The law also provides that the work performed need not be "equal," but can be "substantially similar work, when viewed as a composite of skill, effort, and responsibility, and performed under similar working conditions." These revisions will undoubtedly make it easier for employees to prove a pay equity claim.

This law becomes effective on October 8, 2019.

Senate Bill S6549

Senate Bill S6549 amends the New York Labor Law by adding a Section 194-a, which has the stated purpose "to prevent further wage discrimination by prohibiting employers from asking for wage or salary history as a requirement for a job interview, job application, job offer, or promotion."

The law prohibits employers from: Relying on an applicant's wage or salary history in determining whether to offer employment or in determining the wages or salary for an applicant; Seeking, requesting, or requiring wage or salary history from an applicant or current employee as a condition of being interviewed or continuing to be considered for an offer of employment, or as a condition of employment or promotion; Seeking, requesting, or requiring wage or salary history of an applicant or current employee from current or former employers and employees; Refusing to interview, hire, promote, otherwise employ, or to retaliate against an applicant or current employee: (1) based upon prior wage or salary history; (2) because the applicant or employee did not provide wage or salary history; or (3) because the applicant or employee filed a complaint alleging violation of Section 194-a.

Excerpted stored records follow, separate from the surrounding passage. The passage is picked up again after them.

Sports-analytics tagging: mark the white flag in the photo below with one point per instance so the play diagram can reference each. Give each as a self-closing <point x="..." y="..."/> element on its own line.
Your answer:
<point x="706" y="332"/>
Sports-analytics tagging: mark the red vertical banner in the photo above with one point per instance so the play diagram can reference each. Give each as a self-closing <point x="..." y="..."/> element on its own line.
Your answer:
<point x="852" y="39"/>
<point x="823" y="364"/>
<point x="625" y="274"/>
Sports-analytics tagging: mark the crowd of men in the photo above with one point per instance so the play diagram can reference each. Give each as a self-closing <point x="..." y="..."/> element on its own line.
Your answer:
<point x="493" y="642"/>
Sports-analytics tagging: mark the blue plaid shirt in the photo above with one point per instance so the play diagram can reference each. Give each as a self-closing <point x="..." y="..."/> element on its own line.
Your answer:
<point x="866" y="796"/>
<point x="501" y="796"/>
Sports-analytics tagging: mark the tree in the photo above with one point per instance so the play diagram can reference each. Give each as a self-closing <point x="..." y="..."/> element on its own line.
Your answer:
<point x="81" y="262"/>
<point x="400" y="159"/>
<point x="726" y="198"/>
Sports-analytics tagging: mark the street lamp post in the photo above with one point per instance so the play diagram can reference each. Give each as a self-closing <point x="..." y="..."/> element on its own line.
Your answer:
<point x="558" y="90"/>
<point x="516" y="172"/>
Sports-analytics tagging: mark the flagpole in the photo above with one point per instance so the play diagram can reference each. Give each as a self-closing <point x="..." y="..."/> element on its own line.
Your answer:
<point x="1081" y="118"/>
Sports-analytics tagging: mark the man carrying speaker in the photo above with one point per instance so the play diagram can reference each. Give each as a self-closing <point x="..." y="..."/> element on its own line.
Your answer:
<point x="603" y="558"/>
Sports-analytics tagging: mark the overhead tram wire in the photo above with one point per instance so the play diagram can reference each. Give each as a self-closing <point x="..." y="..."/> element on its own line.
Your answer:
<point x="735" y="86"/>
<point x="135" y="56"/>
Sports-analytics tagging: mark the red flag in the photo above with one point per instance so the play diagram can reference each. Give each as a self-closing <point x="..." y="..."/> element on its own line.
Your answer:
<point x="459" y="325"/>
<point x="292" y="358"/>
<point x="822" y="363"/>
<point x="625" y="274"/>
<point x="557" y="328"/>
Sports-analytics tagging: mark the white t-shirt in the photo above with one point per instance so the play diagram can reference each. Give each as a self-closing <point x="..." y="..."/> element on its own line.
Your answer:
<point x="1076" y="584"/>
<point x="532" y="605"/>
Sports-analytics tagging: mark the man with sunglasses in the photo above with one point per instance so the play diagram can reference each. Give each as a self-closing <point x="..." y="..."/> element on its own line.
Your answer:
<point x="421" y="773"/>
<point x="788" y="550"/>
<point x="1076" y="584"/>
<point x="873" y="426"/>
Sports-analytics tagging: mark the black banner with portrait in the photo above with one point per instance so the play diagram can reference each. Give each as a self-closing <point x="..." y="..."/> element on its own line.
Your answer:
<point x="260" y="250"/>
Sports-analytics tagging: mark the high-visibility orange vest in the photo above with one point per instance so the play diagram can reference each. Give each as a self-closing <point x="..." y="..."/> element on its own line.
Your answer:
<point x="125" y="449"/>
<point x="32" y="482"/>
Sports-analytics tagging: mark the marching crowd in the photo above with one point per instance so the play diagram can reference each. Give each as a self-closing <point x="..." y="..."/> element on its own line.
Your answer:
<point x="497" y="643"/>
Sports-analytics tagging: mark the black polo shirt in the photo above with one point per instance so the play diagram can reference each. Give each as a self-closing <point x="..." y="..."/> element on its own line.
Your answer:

Applicants and employees may still voluntarily and without prompting, disclose or verify wage or salary history, including for the purposes of negotiating their wages or salary. The law also allows employers to confirm wage or salary history, only after making an offer of employment, if applicants or employees volunteer their previous pay during pay negotiations.

The law authorizes injunctive relief and reasonable attorneys' fees for prevailing plaintiffs.

The law becomes effective on January 6, 2020.

In sum, these new laws drastically change the landscape for employers in New York. Employers should immediately review their employment policies to determine whether this legislation requires them to make any changes.